I'm a developer working on a tool for auditing and deploying AI agents, but I've hit a roadblock. Traditional continuous integration/continuous deployment (CI/CD) methods seem inadequate for handling AI agents, particularly when it comes to issues like behavioral regressions that can occur due to prompt drift or model updates. If you're in a similar situation using large language models (LLMs) in production, how do you treat prompts? Do you consider them as configuration files, like Helm charts or environment variables, or do you treat them as part of the code itself? Also, if one of your agents begins hallucinating in production, is your current pipeline capable of implementing prompt version changes without necessitating a complete redeployment?
5 Answers
What exactly is your AI handling? Deploying AI in production is a serious decision. I've seen some wild cases where the same prompt can yield completely different results, which is super risky! I’d urge anyone deploying AI to have a robust understanding of what they're working with before going live.
We handle prompts as separate versioned assets in a dedicated repository. We created a prompt registry that lets us change versions without modifying the main deployment; however, you still need safeguards. We discovered that even small tweaks to prompts require extensive testing, sometimes more than code changes, because they can drastically affect behavior in ways that conventional analysis tools miss. To mitigate risks, we’ve been running shadow deployments where new prompts run alongside the existing prod setup before switching completely.

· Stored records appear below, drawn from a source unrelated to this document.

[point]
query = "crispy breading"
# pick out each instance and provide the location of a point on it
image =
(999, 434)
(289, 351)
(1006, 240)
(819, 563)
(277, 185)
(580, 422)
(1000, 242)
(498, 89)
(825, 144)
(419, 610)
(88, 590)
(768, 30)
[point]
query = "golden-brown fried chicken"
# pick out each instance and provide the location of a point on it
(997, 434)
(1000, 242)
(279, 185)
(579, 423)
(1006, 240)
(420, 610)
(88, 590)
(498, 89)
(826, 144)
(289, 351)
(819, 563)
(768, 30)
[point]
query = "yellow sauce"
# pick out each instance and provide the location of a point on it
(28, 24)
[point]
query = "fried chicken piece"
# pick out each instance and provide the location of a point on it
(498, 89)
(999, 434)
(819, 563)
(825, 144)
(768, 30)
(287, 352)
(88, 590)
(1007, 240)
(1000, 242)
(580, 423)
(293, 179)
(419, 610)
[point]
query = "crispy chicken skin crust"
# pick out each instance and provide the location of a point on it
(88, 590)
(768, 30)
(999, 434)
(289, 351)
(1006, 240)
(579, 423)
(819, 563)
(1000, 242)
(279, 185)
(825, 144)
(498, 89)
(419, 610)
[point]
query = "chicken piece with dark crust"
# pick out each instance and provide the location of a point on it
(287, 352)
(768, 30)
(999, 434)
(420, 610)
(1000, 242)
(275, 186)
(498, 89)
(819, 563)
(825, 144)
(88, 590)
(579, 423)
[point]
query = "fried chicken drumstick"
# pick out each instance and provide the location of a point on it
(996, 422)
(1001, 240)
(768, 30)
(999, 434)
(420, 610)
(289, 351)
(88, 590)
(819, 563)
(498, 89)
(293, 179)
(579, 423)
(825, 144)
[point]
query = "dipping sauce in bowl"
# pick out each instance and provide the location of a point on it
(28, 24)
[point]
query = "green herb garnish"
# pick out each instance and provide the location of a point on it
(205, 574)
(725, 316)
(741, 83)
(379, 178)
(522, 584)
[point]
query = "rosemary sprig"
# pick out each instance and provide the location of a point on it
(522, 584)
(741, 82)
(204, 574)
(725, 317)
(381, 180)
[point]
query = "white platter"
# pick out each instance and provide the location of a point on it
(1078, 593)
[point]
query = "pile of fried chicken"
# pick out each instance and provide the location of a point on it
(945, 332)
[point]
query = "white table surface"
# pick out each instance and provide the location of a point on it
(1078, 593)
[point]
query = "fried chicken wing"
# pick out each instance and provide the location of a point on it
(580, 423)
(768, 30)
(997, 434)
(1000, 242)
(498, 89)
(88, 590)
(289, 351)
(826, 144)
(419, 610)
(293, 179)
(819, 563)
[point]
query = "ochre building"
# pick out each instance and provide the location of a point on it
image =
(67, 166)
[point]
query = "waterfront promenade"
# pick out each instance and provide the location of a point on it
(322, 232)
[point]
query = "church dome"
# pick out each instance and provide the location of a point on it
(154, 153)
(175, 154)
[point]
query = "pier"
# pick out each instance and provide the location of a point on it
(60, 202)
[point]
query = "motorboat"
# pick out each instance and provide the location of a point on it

Managing prompts in a separate repo sounds plausible, but why separate from the main agent codebase? Isn’t that a hassle when developing agents? Also, do you have regression tests in place? I think if you don't, shadow deployments won't help much.
It's bold to deploy AI agents in production. Anything AI touches should be handled through a controlled server or executed with reliable scripts. AI agents are great for testing robustness, but I utilize pre-commit hooks to prevent CI/CD from running too hastily. The mantra is to fail fast and safely.
Good points, but OP isn’t asking about servers or Git hooks. Are you suggesting they should've used a controlled server just for prompts or something similar?
I think prompts should definitely be treated as code. If your AI starts hallucinating, switching prompts on the fly isn’t usually the way to go unless you're just patching things up. You need a solid framework in place instead of making quick changes that can introduce even more issues with generative AI.
You should absolutely treat prompts as configuration files when in production. Setting them up in a registry allows your agents to access them easily. About swapping prompts on the fly? Ideally, you shouldn’t need that in production. You should identify prompt drift causing behavioral shifts well before any deployment. Are your tools used in the correct order? Catch these issues early on from tests using effective evaluation frameworks and proper metrics tracking. If a hot swap is essential due to issues, consider switching the whole agent instead; think of it like blue-green deployments.

If you’re pushing back, make sure it's about fixing the AI's architecture rather than entirely blocking AI deployment. Variance in responses for identical prompts suggests the AI’s foundational instructions are shaky. You need strict controls and tuned configurations to prevent that.